Hastalık hakkında bilgisi olduğunu ve bu süreçte moralli olmanın önemli olduğunu gördüğünü belirten Güngör, "Kendime zaman ayırdım, moralimi yüksek tutmaya ve bol bol dinlenmeye çalıştım. Yaşamla ilgili endişe etmedim. Genç olduğum ve bir hastalığım bulunmadığından kendimi biraz daha güvende hissettim. Tedavim süresince doktorların canla başla görev yaptı, ailelerinden ayrı kalarak kendi canlarını hiçe sayıp çalıştılar" diyerek bu dönemin, hekimlerin toplumdaki öneminin daha iyi anlaşıldığı bir dönem olduğunu düşündüğünü söyledi.
"ÖLÜM KORKUSUNU YAŞIYORSUNUZ"
Test sonucunu öğrendikten sonra hastalığı kabullenmesinin 3-4 gün sürdüğünü anlatan Altınbaş Üniversitesi Medical Park Hastanesi Genel Müdürü Dr. İsmail Akdemir de yoğun bakım tedavisi sınırına gelen ağır bir süreç yaşadığını belirtti. Tedavi altında 24 saatlik günün 23 saatini yalnız geçirmenin çok zor olduğunu ifade eden Dr. Akdemir, "PCR testim negatife döndükten sonra 15 gün daha yattım. O dönemde de akciğerlerde solunum problemleri devam edebiliyor. Kalkıp şöyle karşı kanepeye geçip oturamıyorum. Acaba şu kanepede oturabilecek miyim diye soruyor insan kendine. Ölüm korkusunu çok net yaşıyorsunuz. Yani yaşamın kıyısında, günler, saatler, dakikalar geçmiyor. Kendinizi, hayatı sorguluyorsunuz. Sevdiklerinizi düşünüyorsunuz ve bu sizde ciddi derin duygusal izler bırakıyor. Balkondan gün ışığını almak, güneşin sıcaklığını hissetmek, sıcak bir bardak çayı kendi gücünüzle alabilmek ve kalkıp birkaç adım desteksiz yürüyebilmenin çok çok değerli olduğunu gördüm" dedi.
Sağlık yöneticisi olarak Kovid-19 sürecinin Türkiye'de ve dünyadaki sağlık politikalarını değiştireceğini, bir paradigma değişikliğinin kaçınılmaz olduğunu belirten Dr. İsmail Akdemir, sözlerini şöyle sonlandırdı:
"Sürecin olumlu yanı buydu diye düşünüyorum.

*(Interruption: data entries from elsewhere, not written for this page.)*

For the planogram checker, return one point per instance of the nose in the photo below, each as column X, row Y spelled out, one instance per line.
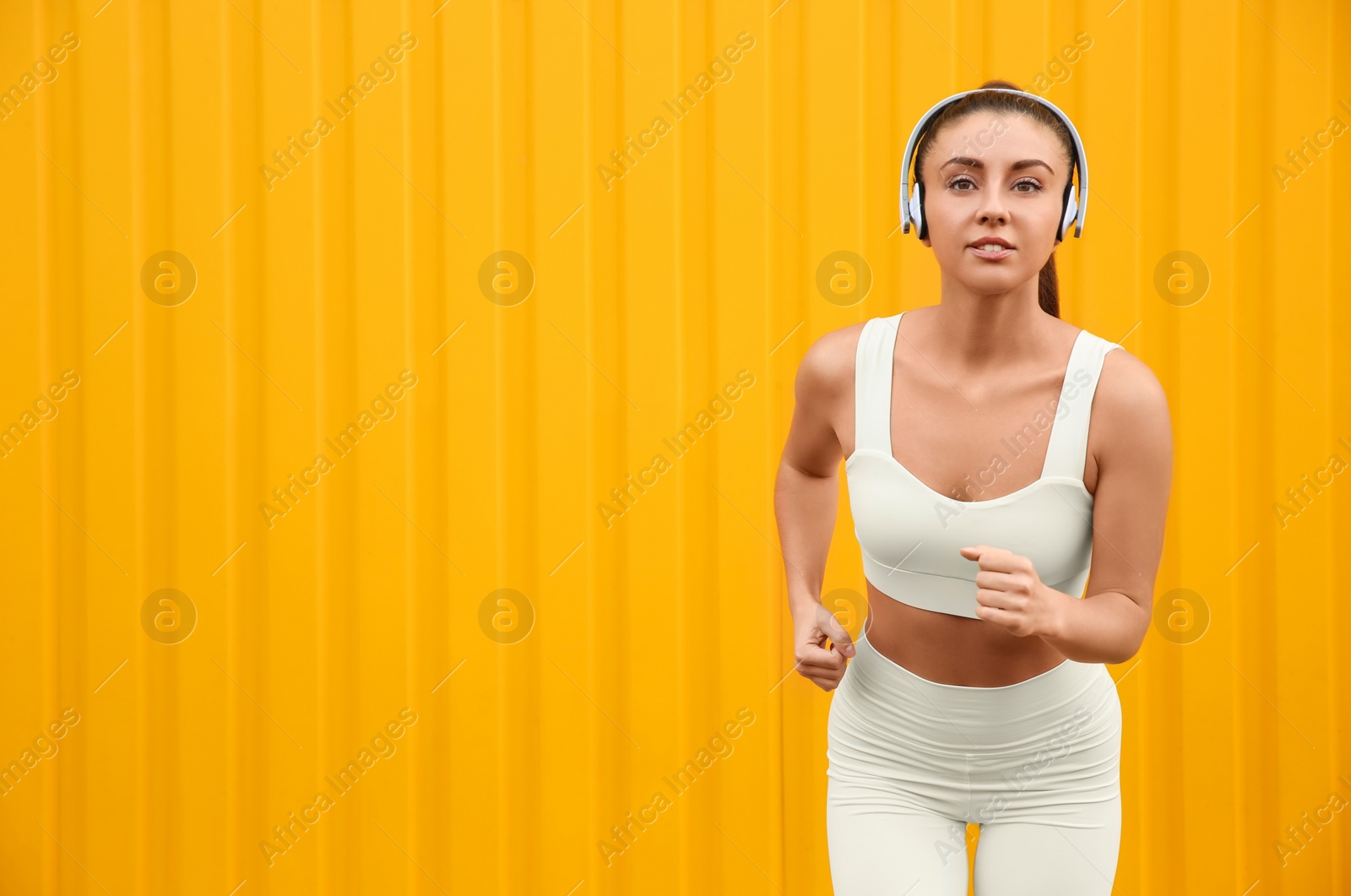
column 992, row 209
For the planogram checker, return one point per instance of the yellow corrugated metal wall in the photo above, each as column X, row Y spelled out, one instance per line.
column 241, row 236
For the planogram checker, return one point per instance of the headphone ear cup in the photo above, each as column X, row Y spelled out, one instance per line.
column 1072, row 209
column 918, row 209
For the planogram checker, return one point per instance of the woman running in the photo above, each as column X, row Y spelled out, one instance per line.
column 997, row 461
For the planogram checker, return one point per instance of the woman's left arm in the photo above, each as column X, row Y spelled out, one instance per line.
column 1134, row 452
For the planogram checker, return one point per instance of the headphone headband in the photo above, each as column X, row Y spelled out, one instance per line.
column 1081, row 161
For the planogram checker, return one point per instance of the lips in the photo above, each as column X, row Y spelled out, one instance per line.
column 990, row 254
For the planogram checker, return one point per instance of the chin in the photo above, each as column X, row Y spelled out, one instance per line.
column 995, row 281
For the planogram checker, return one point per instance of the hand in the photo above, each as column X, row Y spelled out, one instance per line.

Tekrar insanın, insan emeğinin, insan faktörünün çok değerli olduğu ortaya çıktı. O insani dokunuşların çok değerli olduğu ortaya çıktı. Mart ayı sonrasında pandemi sürecinin normalleşerek biraz daha sağlıklı yürüyeceğini düşünüyorum. Pandemi sonrası sağlık sektöründe özellikle ayakta tedavi süreçleri yeniden şekillenecek. Hastanelerde sosyal mekanların daha geniş olduğu alanlar planlanmalı, hastanelerin dikey mimari değil yatay binalar yapılmalı."